Bien sûr, la pollution sonore affecte également le paysage. Sur la Via Arverna, variante auvergnate du chemin de Compostelle, j’avais enregistré le fond sonore à l’aide de mon téléphone, au niveau du Pas de Compaing.
À cet endroit, la route est invisible, mais sa présence s’impose tout de même.
Une route nationale, certes, se déploie au service du conducteur pressé, et non du promeneur contemplatif. Notons, cependant, qu’il s’agit le plus souvent de la même personne ! Arriver au plus vite au parking, afin de s’en éloigner au plus vite. Profiter au mieux des infrastructures, pour mieux les oublier ensuite.
Et pourquoi pas sortir de cette étrange dualité ?
Pour mon prochain projet sur le site aux-vallees-du-puy-mary.fr, j’ai décidé d’explorer la vallée de l’Alagnon, tout en sachant l’omniprésence de la RN dans son itinéraire. Les premiers kilomètres le confirment : le chant des oiseaux se mêle au vrombissement des mécaniques. Parfois, l’accélération d’une moto résonne littéralement dans toute la montagne.
J’avais pourtant hésité avec la rustique vallée du Mars, mais mon choix s’est bel et bien porté sur un Alagnon domestiqué. Jadis, ses eaux tumultueuses ont patiemment creusé la montagne, et quelques millénaires plus tard, le génie humain est venu opportunément bétonner son sillon.
La vallée néanmoins reste superbe, et d’une passionnante richesse. La parcourir à pied, dans la lenteur édifiante de la marche, permet de renouer avec son intimité profonde. Car même à 80 km/h seulement, elle ne redevient plus qu’une (belle) route. En défiant le vacarme moderne, on découvre maintes merveilles que la vitesse et l’empressement nous avaient cachées.
Il y a vraiment de quoi méditer, à randonner dans ce paysage grandiose au bruit des voitures. L’impact des activités humaines sur la vie naturelle s’impose dans toute sa force. Parfois, une orgueilleuse pétarade traverse toute la forêt, et l’on songe aux animaux dont le territoire sonore a été colonisé par l’homme.

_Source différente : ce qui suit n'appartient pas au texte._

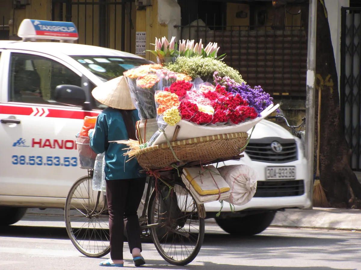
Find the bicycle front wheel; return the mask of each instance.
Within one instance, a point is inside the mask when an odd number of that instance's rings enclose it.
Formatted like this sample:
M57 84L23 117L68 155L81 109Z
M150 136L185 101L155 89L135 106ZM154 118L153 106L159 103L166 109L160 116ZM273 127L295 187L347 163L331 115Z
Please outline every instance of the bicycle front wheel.
M91 175L81 177L70 188L64 211L69 238L82 254L100 258L110 251L106 197L93 190Z
M175 192L174 192L174 190ZM189 191L183 184L169 188L160 185L152 194L148 206L148 224L157 250L167 262L185 265L199 252L204 238L204 219Z

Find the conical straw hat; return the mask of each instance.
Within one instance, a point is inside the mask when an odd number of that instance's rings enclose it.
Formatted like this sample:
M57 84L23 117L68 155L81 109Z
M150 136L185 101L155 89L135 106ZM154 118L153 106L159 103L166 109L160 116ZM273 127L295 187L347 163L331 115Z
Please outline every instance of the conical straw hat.
M96 87L92 94L99 102L109 107L123 110L135 109L124 76L111 80Z

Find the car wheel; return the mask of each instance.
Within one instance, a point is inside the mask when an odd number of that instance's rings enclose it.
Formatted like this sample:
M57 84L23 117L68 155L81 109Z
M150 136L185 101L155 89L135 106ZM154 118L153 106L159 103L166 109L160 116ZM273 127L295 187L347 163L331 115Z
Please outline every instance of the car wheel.
M0 211L3 217L0 221L0 226L6 226L16 223L21 219L26 212L26 209L21 207L0 207Z
M217 224L223 230L233 235L253 235L261 233L272 222L275 212L265 212L242 217L216 219Z

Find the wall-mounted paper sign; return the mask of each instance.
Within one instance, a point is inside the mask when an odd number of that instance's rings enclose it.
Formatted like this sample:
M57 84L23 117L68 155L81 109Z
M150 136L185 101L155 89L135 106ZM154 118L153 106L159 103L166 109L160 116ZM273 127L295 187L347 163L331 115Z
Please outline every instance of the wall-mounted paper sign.
M147 44L147 32L136 32L135 33L135 54L137 55L145 55Z

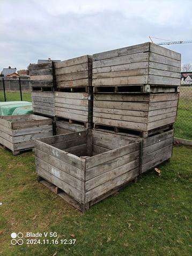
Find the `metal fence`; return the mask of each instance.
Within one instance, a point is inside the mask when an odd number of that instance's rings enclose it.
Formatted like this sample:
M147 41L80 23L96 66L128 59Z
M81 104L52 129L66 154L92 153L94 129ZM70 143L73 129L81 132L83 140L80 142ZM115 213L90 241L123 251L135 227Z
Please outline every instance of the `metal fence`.
M28 99L31 99L29 93L31 93L29 78L0 77L0 102L28 101ZM25 99L26 96L27 99Z
M175 137L192 140L192 84L180 87Z

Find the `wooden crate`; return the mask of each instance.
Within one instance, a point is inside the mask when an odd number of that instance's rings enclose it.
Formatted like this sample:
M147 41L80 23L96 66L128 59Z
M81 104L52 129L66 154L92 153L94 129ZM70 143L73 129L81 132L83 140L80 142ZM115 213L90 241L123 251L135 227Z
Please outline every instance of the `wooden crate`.
M29 66L30 84L34 90L38 87L54 87L53 62Z
M93 55L94 92L175 92L180 72L180 54L151 42Z
M82 211L139 173L141 142L125 136L88 130L37 140L35 144L38 175L62 189L61 196Z
M0 116L0 144L13 155L33 148L35 138L52 135L49 118L35 115Z
M56 116L86 123L92 122L92 94L56 92L55 103Z
M143 139L141 173L171 158L173 137L174 130L171 130Z
M67 133L74 133L75 131L82 131L86 130L84 126L78 123L69 123L62 119L57 119L56 120L56 135L60 135Z
M92 86L92 56L85 55L54 63L57 87Z
M176 119L179 94L108 93L94 94L94 125L149 131L173 123Z
M32 92L34 112L49 116L55 116L54 93L39 91Z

Le Cantal ne compte que trois communes de plus de 5000 habitants, et se situe à deux heures de route de la première ville de plus de 50 000 habitants. Territoire très rural, quasiment insulaire, dont le désenclavement routier compte parmi les priorités majeures des élus locaux. Les projets et travaux de contournements se succèdent, qui opposent systématiquement adeptes pragmatiques de la vitesse et opposants à la bétonisation des terres agricoles et autres zones humides.
Le débat mérite d’être posé dans la complexité, néanmoins, certains projets peuvent étonner par leur ratio entre temps gagné, coût financier et impact environnemental. Quelques minutes grapillées sur la route valent-elles vraiment, coûte que coûte, leurs externalités négatives ?
À ce titre, l’actuelle contestation concernant l’A69 entre Castres et Toulouse est symptomatique. Connaissant très bien ce trajet pour des raisons familiales, je me range sans réserves du côté des opposants, et je déplore que du côté de Castres, certains plaident pour devenir une banlieue un peu moins lointaine de Toulouse.
Dans le Cantal en tout cas, Saint-Flour et Aurillac se dépeuplent pareillement, autoroute ou pas.
Nombre de randonneurs recherchent une immersion au coeur du paysage, une reconnexion à l’ordre naturel, un retour aux sources. En longeant les berges de l’Alagnon, les grondements de la RN122 mettent au défi cette quête nostalgique. Pourtant, la vallée reste admirable et mérite qu’on l’arpente attentivement. Et rien de tel que la rumeur qui monte de la route pour interroger notre place d’humain au beau milieu de cette nature apprivoisée.
J’ai fini par aimer l’écho des voitures dans les adrets et les ubacs, j’y entends une véritable poésie du réel. Ici, idéalisme naturaliste et fantasmes de pureté n’ont pas leur place. Ici, on marche dans la forêt au bruit des automobiles, et au retour, c’est la nôtre qui résonnera parmi les sapins immenses.